А сегодня, конечно, их хижина была полна злых духов - темных духов зависти, злобы, ненависти и страха. Даже маленькая Кинза в своей колыбели, казалось, ощущала эту гнетущую атмосферу, капризничала и плакала. Си Мухамед нахмурился.

- Заставь ее замолчать! - зло произнес он. - Возьми ее.

Мать повиновалась и опять села, прижимая ребенка к груди.

Фатьма подождала, пока муж кончил есть, затем, протянув руку к ребенку, повелительно сказала:

- Дай девчонку мне!

Зохра передала ей свое дитя и заплакала.

- В чем дело? - с раздражением спросил Си Мухамед.

Его жены могут ссориться сколько угодно, жены всегда ссорятся. Но он не любил, когда они делали это в его присутствии. Он весь день пахал на поле и устал.

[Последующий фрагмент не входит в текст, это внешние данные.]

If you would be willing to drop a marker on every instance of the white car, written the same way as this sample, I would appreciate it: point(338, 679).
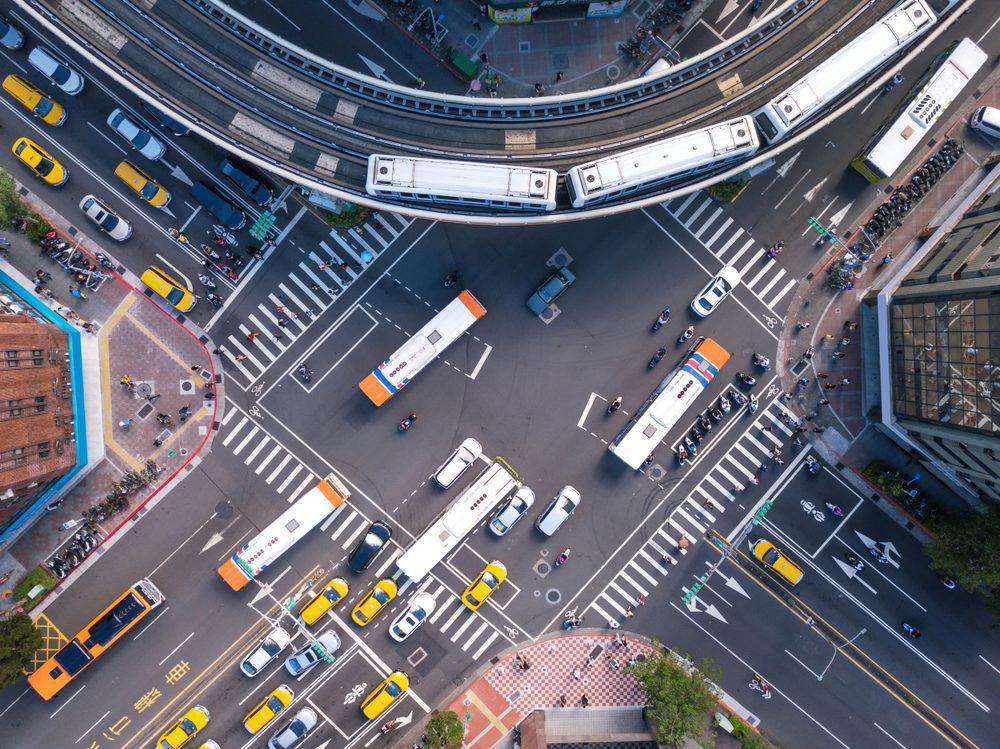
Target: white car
point(717, 289)
point(512, 510)
point(265, 652)
point(301, 723)
point(416, 612)
point(560, 508)
point(141, 140)
point(304, 660)
point(466, 454)
point(63, 76)
point(107, 220)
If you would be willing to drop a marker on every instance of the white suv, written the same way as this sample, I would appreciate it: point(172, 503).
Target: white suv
point(450, 471)
point(266, 651)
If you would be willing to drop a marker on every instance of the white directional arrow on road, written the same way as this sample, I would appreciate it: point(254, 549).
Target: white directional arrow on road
point(709, 609)
point(812, 193)
point(731, 7)
point(377, 70)
point(851, 572)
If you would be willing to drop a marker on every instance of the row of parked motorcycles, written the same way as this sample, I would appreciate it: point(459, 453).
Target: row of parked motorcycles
point(72, 555)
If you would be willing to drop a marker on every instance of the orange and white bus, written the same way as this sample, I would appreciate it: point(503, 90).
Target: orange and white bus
point(308, 511)
point(124, 613)
point(393, 374)
point(665, 405)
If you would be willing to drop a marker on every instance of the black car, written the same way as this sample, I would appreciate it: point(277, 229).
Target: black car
point(374, 540)
point(248, 179)
point(225, 212)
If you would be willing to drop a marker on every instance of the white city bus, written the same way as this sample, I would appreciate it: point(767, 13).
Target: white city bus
point(668, 402)
point(406, 362)
point(891, 146)
point(843, 69)
point(491, 486)
point(307, 512)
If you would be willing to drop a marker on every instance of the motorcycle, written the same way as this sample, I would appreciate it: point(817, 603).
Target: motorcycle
point(661, 320)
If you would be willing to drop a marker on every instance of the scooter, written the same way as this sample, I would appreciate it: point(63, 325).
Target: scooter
point(661, 320)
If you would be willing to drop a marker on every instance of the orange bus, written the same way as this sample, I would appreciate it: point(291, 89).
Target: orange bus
point(124, 613)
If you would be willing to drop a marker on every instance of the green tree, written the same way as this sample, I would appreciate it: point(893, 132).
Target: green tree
point(967, 546)
point(19, 639)
point(678, 701)
point(444, 730)
point(10, 204)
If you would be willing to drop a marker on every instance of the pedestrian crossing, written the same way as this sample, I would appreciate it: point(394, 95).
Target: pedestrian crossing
point(731, 244)
point(773, 429)
point(289, 477)
point(295, 301)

- В чем дело? - усмехнувшись переспросила Фатьма и поднесла девочку к лампе так, чтобы свет упал на ее лицо. Но она не зажмурила глаза, не отвернулась.

Си Мухамед пристально смотрел на нее.

- Слепая! - закричала Фатьма. - Слепая, слепая, слепая! Зохра знала об этом. Она обманула нас!

- Я не обманывала, - сквозь слезы проговорила Зохра, раскачиваясь взад и вперед.

- Обманула! - опять закричала старуха.

- Замолчите вы, женщины! - строго прикрикнул на них муж, и ссора тотчас прекратилась. В хижине опять наступила тишина. Рахма вся похолодела от страха и придвинулась ближе к угасающим углям.

Отчим внимательно рассматривал личико девочки: подносил свет к ее глазам, делал резкие движения пальцами и наконец убедился, что старая женщина сказала правду.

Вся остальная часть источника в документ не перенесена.